During one of the dharma talks, it was mentioned that pain is normal. Pain is a part of life, just as happiness is. It’s unavoidable in that it will appear, but it is our choice to suffer from it. When it comes to emotional pain and painful thoughts, many people place a lot of energy in trying to resist the pain. In various ways, we try to convince ourselves that we should not be feelings this pain. In doing this we place a barrier between pain and ourselves, hoping that we can create some kind of safety. It takes a lot of energy and attention to do this.

But pain is natural and normal. Although we may temporarily keep it at bay, there is a good chance that there will come a time when our defense against pain is distracted, just enough, so that the pain itself comes crashing in, with all the force we have been using to hold it back.

So there is a choice. We can choose to try to resist pain now, and feel it later, or we can choose to not resist pain, and allow it to flow through. Easier said than done. Believe me, I know. My fear in doing this has usually been that the pain will consume me. That I will get dragged down to a place that I cannot get out of. What I am just now realizing is thatin, the past, I didn’t understand pain itself.

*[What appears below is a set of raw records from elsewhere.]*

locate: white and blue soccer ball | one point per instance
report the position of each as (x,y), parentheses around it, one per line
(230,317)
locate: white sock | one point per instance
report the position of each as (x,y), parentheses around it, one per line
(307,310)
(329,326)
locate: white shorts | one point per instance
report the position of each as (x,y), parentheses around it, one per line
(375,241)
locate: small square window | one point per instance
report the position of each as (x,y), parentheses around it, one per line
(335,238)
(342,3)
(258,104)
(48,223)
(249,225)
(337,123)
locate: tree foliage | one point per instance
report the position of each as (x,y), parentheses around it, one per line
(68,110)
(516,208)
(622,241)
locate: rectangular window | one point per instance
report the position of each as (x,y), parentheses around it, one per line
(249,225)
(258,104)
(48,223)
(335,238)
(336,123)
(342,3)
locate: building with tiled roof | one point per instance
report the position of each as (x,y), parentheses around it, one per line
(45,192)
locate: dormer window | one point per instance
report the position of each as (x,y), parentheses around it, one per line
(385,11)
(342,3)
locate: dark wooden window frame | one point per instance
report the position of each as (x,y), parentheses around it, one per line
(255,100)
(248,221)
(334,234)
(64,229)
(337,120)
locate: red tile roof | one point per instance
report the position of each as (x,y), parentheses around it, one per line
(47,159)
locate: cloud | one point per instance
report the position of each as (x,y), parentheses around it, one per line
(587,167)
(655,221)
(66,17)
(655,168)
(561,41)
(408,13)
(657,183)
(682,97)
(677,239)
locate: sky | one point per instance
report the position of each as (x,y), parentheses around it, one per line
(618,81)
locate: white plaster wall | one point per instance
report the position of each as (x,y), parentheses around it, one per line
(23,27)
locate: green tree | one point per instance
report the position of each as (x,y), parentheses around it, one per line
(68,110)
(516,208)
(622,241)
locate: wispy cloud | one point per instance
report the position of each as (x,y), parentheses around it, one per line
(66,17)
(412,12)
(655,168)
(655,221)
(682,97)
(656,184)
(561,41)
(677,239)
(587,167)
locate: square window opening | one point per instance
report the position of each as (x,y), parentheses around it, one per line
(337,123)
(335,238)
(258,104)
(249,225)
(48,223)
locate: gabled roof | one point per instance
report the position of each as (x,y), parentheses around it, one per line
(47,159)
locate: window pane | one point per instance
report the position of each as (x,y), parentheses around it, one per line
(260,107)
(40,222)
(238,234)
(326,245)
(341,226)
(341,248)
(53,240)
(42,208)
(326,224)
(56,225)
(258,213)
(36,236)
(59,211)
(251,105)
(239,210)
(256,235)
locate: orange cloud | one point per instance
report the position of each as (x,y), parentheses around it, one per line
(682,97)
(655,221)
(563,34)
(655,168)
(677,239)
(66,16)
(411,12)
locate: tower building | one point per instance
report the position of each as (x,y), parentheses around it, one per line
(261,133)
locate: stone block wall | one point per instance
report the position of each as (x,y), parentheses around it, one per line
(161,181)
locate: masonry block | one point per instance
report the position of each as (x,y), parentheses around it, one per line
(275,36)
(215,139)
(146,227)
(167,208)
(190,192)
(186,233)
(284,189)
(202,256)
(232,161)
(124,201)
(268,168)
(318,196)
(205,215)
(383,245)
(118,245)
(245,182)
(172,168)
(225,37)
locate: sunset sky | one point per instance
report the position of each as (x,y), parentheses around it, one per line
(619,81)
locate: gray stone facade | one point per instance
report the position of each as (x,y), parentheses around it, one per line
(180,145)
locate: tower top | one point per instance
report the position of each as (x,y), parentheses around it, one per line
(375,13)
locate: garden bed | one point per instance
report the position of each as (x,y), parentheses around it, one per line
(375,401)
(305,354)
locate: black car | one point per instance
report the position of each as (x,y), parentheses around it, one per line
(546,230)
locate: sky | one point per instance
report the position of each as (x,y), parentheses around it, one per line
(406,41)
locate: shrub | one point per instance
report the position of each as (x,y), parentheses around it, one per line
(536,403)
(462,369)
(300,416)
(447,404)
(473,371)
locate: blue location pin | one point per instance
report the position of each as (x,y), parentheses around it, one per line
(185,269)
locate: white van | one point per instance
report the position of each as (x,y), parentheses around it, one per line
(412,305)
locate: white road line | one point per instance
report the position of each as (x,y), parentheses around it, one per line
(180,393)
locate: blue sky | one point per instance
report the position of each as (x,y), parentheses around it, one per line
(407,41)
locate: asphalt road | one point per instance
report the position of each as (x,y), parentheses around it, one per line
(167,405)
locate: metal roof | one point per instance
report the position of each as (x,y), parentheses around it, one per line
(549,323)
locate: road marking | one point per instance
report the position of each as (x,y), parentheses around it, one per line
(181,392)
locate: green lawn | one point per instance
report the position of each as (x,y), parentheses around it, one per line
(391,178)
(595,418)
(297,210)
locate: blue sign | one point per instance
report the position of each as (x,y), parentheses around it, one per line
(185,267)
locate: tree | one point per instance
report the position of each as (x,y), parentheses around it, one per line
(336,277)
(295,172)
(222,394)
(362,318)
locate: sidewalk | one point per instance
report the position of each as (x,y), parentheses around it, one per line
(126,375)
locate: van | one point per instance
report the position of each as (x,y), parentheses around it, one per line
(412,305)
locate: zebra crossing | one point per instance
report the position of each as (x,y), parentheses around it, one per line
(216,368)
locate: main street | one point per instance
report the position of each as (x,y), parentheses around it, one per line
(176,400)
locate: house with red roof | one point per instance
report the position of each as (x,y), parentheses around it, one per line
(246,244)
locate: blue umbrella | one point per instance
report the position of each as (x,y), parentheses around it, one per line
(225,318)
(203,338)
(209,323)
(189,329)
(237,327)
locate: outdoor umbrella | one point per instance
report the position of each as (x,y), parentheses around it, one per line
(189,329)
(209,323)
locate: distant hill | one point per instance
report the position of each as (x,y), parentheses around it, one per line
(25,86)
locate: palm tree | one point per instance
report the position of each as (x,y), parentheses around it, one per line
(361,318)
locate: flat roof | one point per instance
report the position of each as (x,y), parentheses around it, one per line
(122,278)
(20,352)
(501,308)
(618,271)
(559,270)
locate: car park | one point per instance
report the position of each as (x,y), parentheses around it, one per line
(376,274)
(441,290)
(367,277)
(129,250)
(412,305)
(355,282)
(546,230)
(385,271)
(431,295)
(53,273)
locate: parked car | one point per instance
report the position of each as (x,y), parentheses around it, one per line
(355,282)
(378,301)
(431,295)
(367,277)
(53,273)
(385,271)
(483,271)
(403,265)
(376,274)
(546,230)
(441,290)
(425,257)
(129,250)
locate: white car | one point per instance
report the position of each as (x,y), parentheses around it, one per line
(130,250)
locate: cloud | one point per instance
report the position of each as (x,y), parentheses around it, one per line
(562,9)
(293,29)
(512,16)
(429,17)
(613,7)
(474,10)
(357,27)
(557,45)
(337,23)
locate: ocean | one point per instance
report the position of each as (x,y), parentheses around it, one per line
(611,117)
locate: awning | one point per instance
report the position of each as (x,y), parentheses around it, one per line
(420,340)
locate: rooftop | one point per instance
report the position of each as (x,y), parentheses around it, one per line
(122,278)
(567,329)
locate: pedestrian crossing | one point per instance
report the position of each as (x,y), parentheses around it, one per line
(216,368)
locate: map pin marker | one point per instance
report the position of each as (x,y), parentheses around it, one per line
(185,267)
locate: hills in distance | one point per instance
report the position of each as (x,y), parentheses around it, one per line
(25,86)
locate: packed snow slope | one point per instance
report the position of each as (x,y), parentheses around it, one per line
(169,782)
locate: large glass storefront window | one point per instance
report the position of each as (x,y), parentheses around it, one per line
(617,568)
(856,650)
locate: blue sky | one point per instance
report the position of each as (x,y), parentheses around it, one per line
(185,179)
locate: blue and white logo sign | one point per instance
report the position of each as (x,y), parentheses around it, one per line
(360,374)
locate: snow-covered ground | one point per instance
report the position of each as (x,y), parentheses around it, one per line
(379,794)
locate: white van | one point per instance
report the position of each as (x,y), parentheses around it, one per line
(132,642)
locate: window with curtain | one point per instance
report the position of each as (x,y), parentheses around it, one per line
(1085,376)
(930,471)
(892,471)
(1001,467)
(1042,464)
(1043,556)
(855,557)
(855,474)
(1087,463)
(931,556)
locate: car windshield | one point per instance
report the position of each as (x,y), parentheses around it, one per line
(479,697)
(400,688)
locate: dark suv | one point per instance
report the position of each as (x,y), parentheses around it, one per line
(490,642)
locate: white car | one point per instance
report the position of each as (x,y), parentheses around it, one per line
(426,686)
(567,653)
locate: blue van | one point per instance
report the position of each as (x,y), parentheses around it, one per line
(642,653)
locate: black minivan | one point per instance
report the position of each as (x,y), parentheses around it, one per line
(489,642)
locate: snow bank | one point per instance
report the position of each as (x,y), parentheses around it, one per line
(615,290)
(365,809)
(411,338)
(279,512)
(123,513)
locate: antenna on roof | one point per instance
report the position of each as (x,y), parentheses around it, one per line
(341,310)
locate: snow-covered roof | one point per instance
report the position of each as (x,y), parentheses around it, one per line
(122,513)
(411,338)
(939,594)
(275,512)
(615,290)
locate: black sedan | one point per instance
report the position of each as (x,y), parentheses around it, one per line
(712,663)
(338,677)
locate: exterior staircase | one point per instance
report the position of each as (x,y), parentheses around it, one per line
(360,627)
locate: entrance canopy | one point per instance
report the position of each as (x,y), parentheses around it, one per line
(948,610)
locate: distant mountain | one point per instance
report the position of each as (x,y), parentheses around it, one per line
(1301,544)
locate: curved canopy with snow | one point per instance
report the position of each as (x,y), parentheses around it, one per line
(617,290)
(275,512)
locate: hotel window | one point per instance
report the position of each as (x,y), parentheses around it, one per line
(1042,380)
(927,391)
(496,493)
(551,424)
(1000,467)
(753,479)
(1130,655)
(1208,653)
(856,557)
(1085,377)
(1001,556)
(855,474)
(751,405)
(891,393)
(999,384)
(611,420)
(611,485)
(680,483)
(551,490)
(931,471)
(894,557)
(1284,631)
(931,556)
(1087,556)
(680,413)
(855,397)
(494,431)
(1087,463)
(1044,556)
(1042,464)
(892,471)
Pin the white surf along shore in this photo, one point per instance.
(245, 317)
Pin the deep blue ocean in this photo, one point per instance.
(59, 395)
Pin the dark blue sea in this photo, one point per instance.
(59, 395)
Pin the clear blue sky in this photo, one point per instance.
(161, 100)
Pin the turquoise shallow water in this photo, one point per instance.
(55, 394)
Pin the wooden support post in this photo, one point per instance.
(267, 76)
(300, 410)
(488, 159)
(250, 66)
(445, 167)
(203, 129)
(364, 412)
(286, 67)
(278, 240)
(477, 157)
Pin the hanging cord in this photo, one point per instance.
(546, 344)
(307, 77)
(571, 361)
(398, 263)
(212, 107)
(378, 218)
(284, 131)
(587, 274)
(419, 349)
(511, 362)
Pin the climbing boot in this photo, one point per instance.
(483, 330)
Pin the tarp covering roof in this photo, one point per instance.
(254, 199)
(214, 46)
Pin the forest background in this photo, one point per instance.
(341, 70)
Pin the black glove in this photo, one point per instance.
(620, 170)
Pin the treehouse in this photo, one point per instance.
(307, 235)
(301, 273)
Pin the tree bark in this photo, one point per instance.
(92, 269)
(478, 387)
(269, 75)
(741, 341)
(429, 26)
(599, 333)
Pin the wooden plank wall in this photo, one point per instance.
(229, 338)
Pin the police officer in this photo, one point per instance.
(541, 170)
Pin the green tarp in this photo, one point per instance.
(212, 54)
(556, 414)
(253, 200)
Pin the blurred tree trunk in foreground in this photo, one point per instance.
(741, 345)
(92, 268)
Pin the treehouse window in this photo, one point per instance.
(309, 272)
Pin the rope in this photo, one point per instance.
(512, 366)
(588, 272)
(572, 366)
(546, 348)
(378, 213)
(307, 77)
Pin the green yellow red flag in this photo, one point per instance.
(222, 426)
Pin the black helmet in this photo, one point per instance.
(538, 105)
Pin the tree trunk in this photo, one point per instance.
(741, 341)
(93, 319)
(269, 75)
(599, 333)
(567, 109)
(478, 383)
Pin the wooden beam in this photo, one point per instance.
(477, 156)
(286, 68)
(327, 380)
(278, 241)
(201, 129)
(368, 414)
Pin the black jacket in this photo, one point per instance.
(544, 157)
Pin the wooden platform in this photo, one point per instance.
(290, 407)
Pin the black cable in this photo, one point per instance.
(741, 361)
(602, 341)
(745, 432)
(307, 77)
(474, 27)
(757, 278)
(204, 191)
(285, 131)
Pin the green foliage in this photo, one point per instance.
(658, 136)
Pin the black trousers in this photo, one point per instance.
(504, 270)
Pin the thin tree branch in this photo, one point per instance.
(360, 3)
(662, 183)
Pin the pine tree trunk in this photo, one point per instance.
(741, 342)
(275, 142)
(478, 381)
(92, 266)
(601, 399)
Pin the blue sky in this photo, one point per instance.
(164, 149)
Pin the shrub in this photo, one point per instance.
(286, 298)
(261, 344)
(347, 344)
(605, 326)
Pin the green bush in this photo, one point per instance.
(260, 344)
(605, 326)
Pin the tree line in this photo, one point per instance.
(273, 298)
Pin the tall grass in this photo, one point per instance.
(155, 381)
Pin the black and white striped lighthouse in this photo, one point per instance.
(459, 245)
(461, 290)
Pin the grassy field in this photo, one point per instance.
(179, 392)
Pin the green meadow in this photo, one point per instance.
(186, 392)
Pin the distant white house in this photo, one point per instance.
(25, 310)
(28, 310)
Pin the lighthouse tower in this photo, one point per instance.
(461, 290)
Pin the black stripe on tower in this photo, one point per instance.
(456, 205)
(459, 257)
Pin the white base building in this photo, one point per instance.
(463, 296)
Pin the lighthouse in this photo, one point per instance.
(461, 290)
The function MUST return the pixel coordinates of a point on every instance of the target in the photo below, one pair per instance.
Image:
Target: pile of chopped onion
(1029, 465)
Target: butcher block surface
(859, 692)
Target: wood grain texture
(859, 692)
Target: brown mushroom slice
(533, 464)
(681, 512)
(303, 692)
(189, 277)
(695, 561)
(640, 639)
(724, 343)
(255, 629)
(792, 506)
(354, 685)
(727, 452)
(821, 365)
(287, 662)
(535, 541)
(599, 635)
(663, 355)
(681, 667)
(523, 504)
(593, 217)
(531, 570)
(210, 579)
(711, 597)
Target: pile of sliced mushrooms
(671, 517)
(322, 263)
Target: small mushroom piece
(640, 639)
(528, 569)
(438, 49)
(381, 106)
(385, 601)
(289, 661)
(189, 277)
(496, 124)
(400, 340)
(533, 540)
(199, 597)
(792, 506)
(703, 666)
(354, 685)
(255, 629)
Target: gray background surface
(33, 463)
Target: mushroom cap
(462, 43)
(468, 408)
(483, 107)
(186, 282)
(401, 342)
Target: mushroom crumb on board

As I sat and heard the simple statement of “pain is natural”, my mind began to wonder where I lost this lesson. How did I associate pain as an unnatural experience? It was then that I realized that as a child, I learned that pain meant I was wrong. If I broke a spoken or unspoken family/social rule, I received a verbal or physical lashing. It was painful and the message I received was “You are wrong”. If I fell and hurt myself, or cried because someone hurt me, somehow it was my fault. “Why were you running?” “Why do you let them treat you that way?” It is no wonder than I (and so many of us) begin to associate pain with a sense of being wrong.

Naturally we try to avoid unwanted pain. Our bodies are designed to avoid pain, because pain is natural. It is our psyches that lose that understating and learn that pain is unnatural. For myself, when I have felt pain (emotional/physical/mental), I come at myself with heavy critical thoughts of being weak, broken, and a failure. However, this a conditioned belief, and I am slowly understanding that this is not so.

Although I more recently have been able to practice allowing pain to be present and pass, having the understanding of my historical association with pain has really softened my heart towards myself. I can forgive myself for being so hard on me. For believing that I was somehow wrong and damaged for experiencing pain. In essence, through allowing pain to pass through, I am re-parenting myself.